Monday, January 13, 2014

Do not mistake moss for green shoots

Thought for the day
“Condemn none: if you can stretch out a helping hand, do so. If you cannot, fold your hands, bless your brothers, and let them go their own way.”
-          Swami Vivekanand (Indian, 1863-1902)
Word for the day
Wamble (v)
To move unsteadily
(Source: Dictionary.com)
Teaser for the day
Delhi government gets 50000 complaints of corruption in three days. What does it mean?
(a)   Aam Aadmi is making fun of AAP.
(b)   Delhi is the worst place to live on this planet.
(c)   Both of above

Do not mistake moss for green shoots

US employment data is one single piece of information global financial markets have watching keenly since US Federal Reserve pegged the monetary stimulus to the job creation.
The latest data suggests fall in rate of unemployment below 7% (6.7% actually) after a long time. A benchmark Fed has highlighted more than once as a key signal of economy normalization and therefore catalyst for winding down the unprecedented accommodative monetary policy.
However, what the headline data does not highlight is that it is not the lower numerator (no. of unemployed persons) that has caused lower unemployment rate, but the lower denominator (total workforce). The denominator dropped from 155.3 million last reading to 154.9 million present reading, implying that the labor participation rate just dropped to a fresh 35 year low, hitting levels not seen since 1978, at 62.8% down from 63.0%. (read more at Zero Hedge)
This means now more Americans are unfit for employment (skill shortage or mismatch), less Americans are willing to work (more dependency) and new job creation is happening in sectors that require higher skills (mostly technology).

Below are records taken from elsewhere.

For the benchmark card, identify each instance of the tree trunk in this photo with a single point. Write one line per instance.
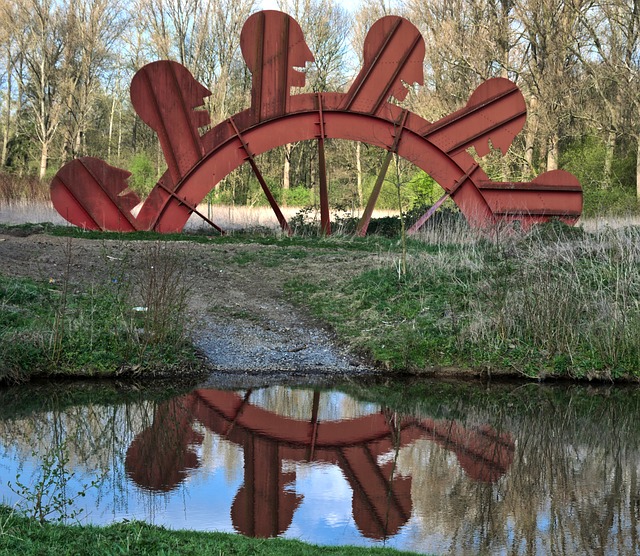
(111, 118)
(7, 118)
(530, 137)
(359, 172)
(286, 173)
(638, 167)
(610, 147)
(552, 152)
(44, 154)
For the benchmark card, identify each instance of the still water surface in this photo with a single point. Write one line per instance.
(436, 468)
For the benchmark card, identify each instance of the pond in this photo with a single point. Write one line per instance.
(433, 467)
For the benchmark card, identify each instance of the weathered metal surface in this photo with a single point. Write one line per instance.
(92, 194)
(161, 457)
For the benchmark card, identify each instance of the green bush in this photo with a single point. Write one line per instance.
(585, 158)
(143, 174)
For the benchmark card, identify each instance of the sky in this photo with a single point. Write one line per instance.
(350, 5)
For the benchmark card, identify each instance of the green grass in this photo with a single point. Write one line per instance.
(554, 303)
(23, 536)
(372, 243)
(49, 329)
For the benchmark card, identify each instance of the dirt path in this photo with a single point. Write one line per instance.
(243, 323)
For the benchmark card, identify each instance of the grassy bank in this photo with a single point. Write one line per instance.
(557, 302)
(24, 536)
(136, 323)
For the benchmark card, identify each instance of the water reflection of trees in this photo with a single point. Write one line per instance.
(572, 486)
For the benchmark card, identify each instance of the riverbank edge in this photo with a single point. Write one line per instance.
(26, 536)
(460, 368)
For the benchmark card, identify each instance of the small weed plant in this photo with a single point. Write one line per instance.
(133, 320)
(556, 301)
(50, 497)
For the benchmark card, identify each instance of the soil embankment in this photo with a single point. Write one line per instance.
(241, 321)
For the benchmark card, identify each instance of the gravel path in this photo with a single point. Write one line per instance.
(242, 323)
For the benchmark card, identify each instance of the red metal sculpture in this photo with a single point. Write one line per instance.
(91, 194)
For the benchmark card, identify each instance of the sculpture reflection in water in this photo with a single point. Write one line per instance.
(163, 455)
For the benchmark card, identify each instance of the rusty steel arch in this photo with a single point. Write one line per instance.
(90, 193)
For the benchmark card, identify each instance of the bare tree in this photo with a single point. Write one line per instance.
(46, 78)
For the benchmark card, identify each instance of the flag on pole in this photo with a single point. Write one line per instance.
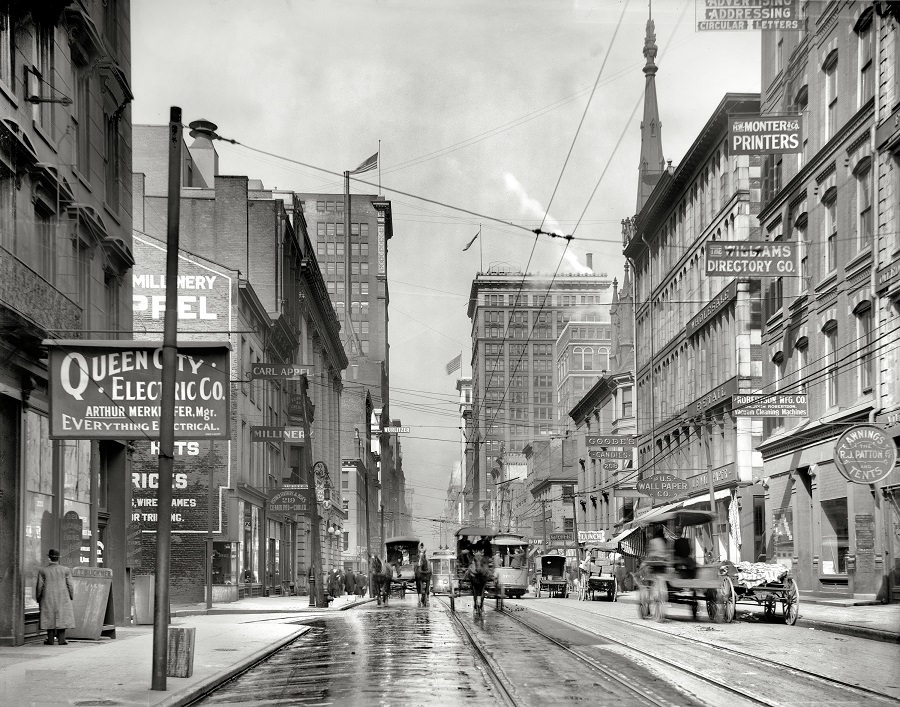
(454, 364)
(367, 165)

I do not know whether India should worry or rejoice about this. Lower unemployment rate means faster winding down of QE and potential 2015 rate hike. Historically a reversal in US rate cycle has been bad for Indian economy and market. Remember, this shall happen when the world’s biggest economies seek to refinance $7.43 trillion of sovereign debt in 2014. Higher rate and lower liquidity shall raise borrowing costs while nations struggle to bring down elevated budget deficits. As per some reports the amount of bills, notes and bonds coming due for G-7 plus Brazil, Russia, India and China is little changed from 2013 after dropping from $7.6 trillion in 2012, according to data compiled by Bloomberg. At $3.1 trillion, representing a 6 percent increase, the U.S. faces the largest tab.

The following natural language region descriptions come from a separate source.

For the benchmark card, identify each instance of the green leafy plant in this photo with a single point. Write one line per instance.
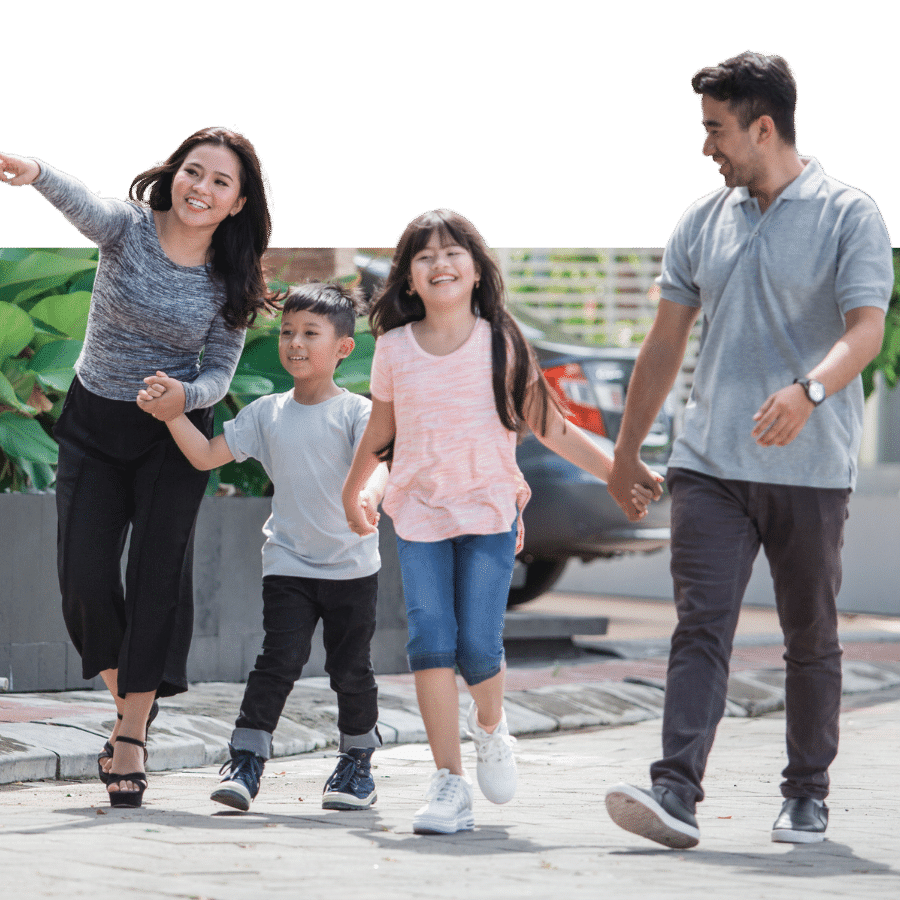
(44, 301)
(44, 297)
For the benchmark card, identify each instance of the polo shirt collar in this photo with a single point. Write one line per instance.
(803, 187)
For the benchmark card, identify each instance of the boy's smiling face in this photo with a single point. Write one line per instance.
(309, 348)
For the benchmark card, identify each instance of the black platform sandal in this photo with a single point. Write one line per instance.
(108, 748)
(128, 799)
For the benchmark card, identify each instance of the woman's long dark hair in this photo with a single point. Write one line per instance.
(240, 240)
(394, 306)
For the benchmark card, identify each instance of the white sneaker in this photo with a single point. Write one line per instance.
(449, 806)
(496, 769)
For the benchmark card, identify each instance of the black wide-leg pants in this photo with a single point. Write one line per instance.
(119, 468)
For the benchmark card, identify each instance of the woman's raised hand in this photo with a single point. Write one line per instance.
(18, 170)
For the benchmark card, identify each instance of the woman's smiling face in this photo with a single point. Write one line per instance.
(206, 189)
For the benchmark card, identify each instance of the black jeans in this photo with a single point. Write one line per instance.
(292, 607)
(718, 527)
(119, 468)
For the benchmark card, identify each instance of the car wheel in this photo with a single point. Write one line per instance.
(540, 576)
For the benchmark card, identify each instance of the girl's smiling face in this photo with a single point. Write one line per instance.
(207, 186)
(443, 273)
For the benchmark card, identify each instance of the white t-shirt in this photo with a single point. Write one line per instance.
(307, 452)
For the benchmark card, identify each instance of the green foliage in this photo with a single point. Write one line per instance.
(888, 360)
(44, 297)
(44, 301)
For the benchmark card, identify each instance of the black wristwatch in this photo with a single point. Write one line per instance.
(815, 390)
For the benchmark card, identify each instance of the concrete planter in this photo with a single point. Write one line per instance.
(35, 652)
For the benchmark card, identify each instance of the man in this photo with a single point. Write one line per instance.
(792, 272)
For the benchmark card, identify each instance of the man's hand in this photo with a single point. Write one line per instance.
(624, 478)
(782, 417)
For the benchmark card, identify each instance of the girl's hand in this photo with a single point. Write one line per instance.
(18, 170)
(163, 398)
(642, 496)
(362, 518)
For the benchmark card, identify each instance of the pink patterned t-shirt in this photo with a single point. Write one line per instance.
(454, 470)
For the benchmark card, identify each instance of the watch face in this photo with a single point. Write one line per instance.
(816, 391)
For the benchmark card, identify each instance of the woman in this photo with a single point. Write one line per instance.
(179, 280)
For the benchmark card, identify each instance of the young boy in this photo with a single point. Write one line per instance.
(313, 565)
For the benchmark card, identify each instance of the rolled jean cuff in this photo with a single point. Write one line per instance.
(472, 678)
(361, 741)
(254, 740)
(421, 661)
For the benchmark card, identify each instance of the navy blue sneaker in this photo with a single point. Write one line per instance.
(656, 814)
(350, 785)
(802, 821)
(241, 783)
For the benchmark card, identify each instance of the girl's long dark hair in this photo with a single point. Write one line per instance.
(240, 240)
(393, 306)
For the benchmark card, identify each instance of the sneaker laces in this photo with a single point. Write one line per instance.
(443, 787)
(496, 747)
(343, 774)
(243, 763)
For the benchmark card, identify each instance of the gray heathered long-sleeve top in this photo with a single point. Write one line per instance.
(146, 312)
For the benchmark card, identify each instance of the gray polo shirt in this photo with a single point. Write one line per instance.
(307, 451)
(774, 289)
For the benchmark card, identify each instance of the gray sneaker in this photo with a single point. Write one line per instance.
(802, 821)
(656, 814)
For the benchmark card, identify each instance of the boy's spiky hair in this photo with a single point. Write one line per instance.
(342, 305)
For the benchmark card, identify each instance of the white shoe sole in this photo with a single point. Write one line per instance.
(339, 800)
(640, 814)
(788, 836)
(426, 825)
(233, 794)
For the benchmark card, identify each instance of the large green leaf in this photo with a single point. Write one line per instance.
(40, 475)
(53, 364)
(9, 397)
(65, 312)
(24, 438)
(16, 330)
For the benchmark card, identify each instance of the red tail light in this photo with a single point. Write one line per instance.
(578, 395)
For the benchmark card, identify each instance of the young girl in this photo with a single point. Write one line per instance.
(452, 380)
(176, 281)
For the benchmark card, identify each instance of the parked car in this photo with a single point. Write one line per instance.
(571, 514)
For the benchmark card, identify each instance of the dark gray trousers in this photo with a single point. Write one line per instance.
(718, 527)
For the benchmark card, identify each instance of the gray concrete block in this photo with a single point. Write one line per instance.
(861, 677)
(23, 756)
(400, 726)
(522, 720)
(523, 625)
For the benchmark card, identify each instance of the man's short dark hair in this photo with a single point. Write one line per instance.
(339, 304)
(754, 84)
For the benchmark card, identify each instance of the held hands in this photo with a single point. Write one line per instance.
(782, 417)
(18, 170)
(163, 398)
(363, 517)
(634, 486)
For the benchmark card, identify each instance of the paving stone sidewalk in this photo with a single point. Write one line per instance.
(58, 735)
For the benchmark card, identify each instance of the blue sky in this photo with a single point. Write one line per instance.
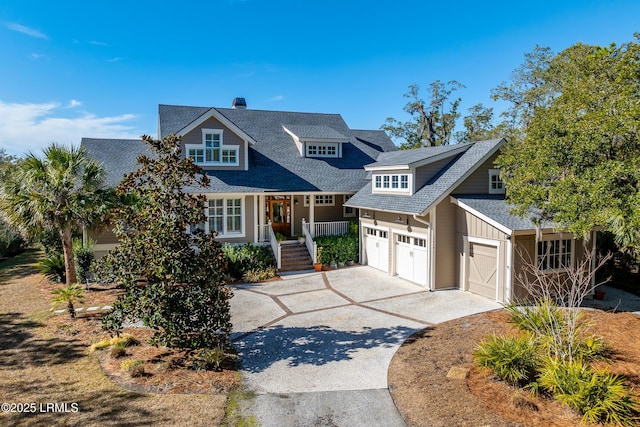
(100, 69)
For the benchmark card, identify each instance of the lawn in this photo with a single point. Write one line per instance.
(44, 361)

While budget deficits in developed nations have fallen to 4.1 percent of their economies from a peak of 7.8 percent in 2009, they remain about double the average in the decade before the credit crisis began. The cost for governments to borrow may rise further after average yields last year rose the most since 2006, as the global economy shows signs of improving and the Federal Reserve pares its unprecedented bond buying. (read more at Bamboo Innovator here)

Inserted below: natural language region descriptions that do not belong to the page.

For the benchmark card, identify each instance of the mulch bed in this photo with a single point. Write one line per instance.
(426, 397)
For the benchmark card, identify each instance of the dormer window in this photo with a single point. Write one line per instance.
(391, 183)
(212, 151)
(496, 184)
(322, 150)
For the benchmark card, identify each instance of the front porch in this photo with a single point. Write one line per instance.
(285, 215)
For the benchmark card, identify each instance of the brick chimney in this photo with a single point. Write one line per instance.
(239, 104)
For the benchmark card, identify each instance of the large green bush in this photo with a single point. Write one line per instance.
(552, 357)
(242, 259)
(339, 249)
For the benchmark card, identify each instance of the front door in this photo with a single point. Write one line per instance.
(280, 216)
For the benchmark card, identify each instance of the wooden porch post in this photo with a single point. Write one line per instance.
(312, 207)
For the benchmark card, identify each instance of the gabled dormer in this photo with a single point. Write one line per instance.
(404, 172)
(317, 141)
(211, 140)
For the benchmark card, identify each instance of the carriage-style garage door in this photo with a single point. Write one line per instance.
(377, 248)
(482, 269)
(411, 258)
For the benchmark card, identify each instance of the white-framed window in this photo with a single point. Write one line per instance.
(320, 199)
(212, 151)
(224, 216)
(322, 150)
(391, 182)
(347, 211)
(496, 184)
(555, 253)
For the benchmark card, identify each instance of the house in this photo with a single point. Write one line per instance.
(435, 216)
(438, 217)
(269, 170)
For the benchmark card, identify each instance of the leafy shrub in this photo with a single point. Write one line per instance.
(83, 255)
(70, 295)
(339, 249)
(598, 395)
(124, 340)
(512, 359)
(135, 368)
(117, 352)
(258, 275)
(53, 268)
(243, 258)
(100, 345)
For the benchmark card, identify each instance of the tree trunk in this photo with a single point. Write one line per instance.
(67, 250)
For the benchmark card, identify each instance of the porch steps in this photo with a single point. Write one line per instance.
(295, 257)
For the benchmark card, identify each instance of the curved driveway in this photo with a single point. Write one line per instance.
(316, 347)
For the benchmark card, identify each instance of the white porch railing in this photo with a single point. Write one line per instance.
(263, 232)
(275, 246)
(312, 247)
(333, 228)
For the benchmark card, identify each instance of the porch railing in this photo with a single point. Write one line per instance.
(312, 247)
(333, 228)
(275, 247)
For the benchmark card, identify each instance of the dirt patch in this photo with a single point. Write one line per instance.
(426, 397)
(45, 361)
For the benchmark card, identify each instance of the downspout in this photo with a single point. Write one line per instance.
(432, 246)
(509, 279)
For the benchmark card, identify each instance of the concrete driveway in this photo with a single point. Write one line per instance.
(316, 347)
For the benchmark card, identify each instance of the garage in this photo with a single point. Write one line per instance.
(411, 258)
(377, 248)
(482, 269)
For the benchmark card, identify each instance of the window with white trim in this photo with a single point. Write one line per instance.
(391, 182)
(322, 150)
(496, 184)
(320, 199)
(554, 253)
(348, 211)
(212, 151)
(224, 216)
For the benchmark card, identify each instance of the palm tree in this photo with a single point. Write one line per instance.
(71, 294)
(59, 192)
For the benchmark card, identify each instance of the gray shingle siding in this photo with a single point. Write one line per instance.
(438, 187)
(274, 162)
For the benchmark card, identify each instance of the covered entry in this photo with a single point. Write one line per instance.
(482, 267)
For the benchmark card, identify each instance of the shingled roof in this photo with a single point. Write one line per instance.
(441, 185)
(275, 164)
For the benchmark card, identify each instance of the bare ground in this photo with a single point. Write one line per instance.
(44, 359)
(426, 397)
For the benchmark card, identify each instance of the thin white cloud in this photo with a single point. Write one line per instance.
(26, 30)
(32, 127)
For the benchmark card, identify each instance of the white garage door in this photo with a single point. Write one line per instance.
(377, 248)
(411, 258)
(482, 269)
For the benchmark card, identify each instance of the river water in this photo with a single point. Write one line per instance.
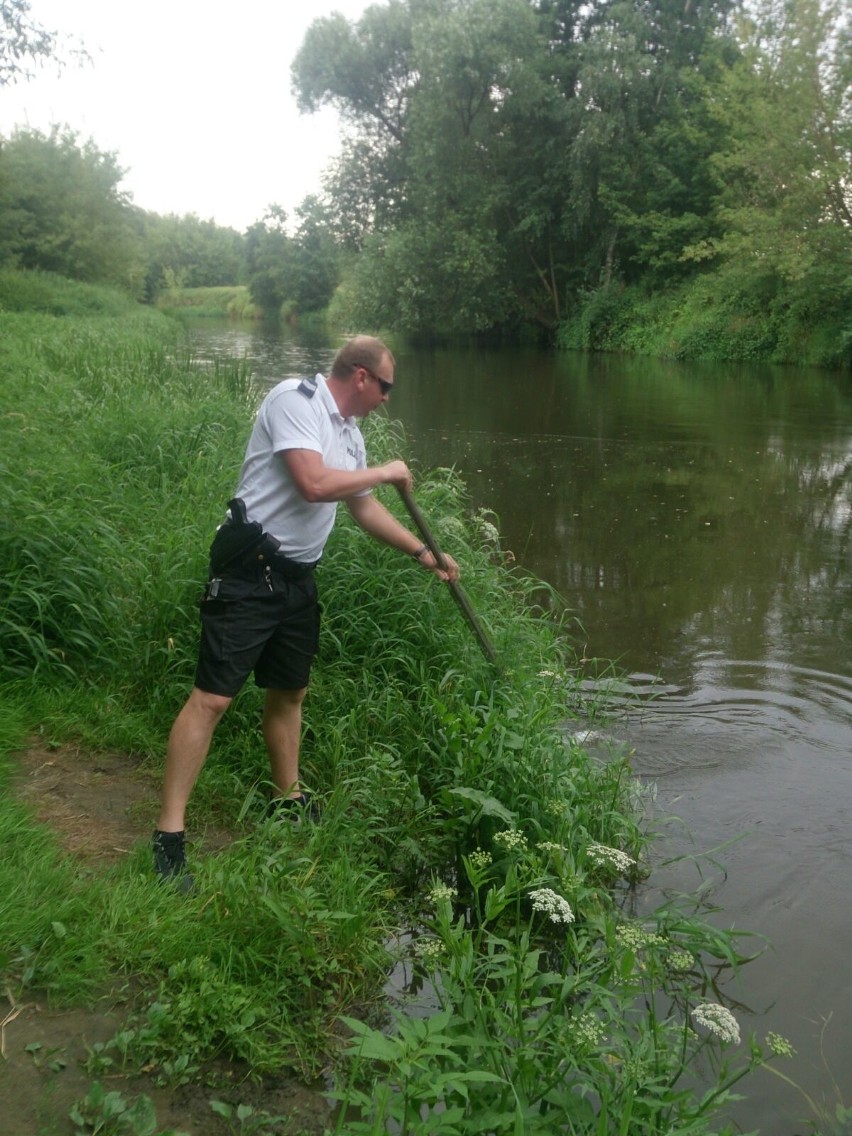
(698, 519)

The good part is that more skilled professional from India may find jobs in US and other developed countries. The equity market excitement about IT sector might be stemming from this window of opportunity. What market perhaps is not factoring is that relative valuations are about to enter bubble zone and standalone valuations are much further away from fair. Next year US begins the process of next elections and Devyani Khobrgade episode suggests that at least Democrat voices are not going to be kind to India.
The employment, deficit and growth conditions back home are not showing that we are anywhere closer to the bottom of the cycle. Though some are willing to accept slippery moss for green shoots.